Historically Black Colleges and Universities

They provide an environment firmly rooted in history and community for all their students, whether they identify themselves as black or not.

“When a college or university is committed to its heritage, it tends to embrace a very strong commitment to values and traditions—typically, the very principals upon which it was established,” says Angela Nixon Boyd, Director of Admission at Hampton University in Hampton, Virginia. Historically Black Colleges and Universities (HBCUs) do just that. They provide an environment firmly rooted in history and community for all their students, whether they identify themselves as black or not.

Although the academic experience is comparable to any other college or university, HBCUs offer some unique resources to their students. “Many HBCUs offer support services for students through federally funded programs that offer advising and counseling to first-generation college students whose parents or guardians may not have had the traditional college experience,” says Boyd. “Also, alumni are an amazing and immense source of support at HBCUs because of their commitment and dedication to their schools.” Often, families have a legacy of attending a particular HBCU, and tradition is an important part of the experience as well.

“HBCUs provide a unique environment where students are able to hone their leadership skills in ways that may be unavailable to them at majority (non-HBCU) institutions,” says Dr. Stephanie Wright, an assistant professor of history at the University of West Georgia. “There is an expectation that students will excel and students often live up to those higher expectations.”

Part of meeting such expectations is through rigorous class work, and students will find a curriculum that upholds the HBCU commitment to black history. “Most of the colleges have some course that ensures that the study of Africans and African Americans is a part of the college experience,” says Dr. Wright. “In other words, you cannot graduate from an HBCU without exposure to African and African American history and culture.”

Daniel Wilson is the Executive Director of Policy and Program Development for The National Caucus and Center on Black Aged and a 1999 graduate of Hampton.

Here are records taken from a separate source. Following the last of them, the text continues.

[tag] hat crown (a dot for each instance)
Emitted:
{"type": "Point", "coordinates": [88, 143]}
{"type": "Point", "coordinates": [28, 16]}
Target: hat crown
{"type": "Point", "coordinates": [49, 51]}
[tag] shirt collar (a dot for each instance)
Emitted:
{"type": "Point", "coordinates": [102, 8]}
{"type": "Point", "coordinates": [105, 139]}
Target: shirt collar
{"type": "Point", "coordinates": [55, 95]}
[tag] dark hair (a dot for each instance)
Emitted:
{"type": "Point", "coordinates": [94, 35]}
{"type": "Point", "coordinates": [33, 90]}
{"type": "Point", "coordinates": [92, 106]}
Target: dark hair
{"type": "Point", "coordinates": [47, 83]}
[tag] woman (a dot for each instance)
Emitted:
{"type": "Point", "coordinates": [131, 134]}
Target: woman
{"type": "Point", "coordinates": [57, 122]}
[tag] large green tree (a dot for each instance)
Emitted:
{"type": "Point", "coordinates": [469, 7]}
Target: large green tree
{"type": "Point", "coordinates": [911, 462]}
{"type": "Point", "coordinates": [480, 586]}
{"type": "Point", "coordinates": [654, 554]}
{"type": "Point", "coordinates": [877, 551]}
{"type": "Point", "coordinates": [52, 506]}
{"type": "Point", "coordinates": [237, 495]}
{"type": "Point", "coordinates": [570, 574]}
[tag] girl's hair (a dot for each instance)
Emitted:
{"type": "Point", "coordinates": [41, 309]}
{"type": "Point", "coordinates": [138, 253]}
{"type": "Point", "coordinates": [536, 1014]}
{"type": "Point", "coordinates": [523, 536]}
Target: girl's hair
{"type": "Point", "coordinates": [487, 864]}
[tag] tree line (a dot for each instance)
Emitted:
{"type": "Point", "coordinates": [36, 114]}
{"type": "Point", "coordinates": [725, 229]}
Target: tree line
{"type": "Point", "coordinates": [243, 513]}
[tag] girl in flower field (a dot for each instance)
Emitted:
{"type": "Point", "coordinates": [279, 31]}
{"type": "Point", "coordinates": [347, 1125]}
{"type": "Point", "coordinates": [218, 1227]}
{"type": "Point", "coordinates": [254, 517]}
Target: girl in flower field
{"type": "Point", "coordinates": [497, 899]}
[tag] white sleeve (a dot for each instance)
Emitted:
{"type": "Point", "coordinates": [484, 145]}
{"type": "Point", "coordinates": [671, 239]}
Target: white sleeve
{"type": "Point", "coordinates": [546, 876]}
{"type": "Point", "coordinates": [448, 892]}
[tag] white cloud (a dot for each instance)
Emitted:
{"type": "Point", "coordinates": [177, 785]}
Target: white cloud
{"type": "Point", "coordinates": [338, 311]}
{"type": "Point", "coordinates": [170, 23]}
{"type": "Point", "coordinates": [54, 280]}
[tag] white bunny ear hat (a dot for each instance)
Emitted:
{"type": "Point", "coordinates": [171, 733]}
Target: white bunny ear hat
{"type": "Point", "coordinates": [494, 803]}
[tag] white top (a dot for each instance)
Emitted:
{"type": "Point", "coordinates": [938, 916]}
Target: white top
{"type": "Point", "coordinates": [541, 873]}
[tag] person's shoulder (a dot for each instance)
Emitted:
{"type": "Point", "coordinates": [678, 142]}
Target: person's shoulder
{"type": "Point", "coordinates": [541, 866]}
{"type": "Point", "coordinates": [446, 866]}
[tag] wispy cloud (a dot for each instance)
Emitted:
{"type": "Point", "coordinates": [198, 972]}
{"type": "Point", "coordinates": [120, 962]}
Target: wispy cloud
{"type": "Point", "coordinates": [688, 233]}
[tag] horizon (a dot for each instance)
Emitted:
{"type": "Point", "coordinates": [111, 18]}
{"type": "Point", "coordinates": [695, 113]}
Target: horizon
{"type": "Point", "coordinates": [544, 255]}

He says he had an amazing university experience, even though it had a rocky start. During his freshman year his mother was diagnosed with breast cancer, and he was under a lot of stress at school and at home. “If it was not for my professors, I never would have survived the experience,” Wilson says. “For me, that’s what an HBCU encompasses—another family.”

Wilson’s education thoroughly prepared him for the real world, he says, but the relationships he formed made all the difference. “Friends—they will last a lifetime,” Wilson says. Majority institutions are great, he says, but the experience is not quite the same. His advice for students considering HBCUs? “If you don’t go, you will regret it!”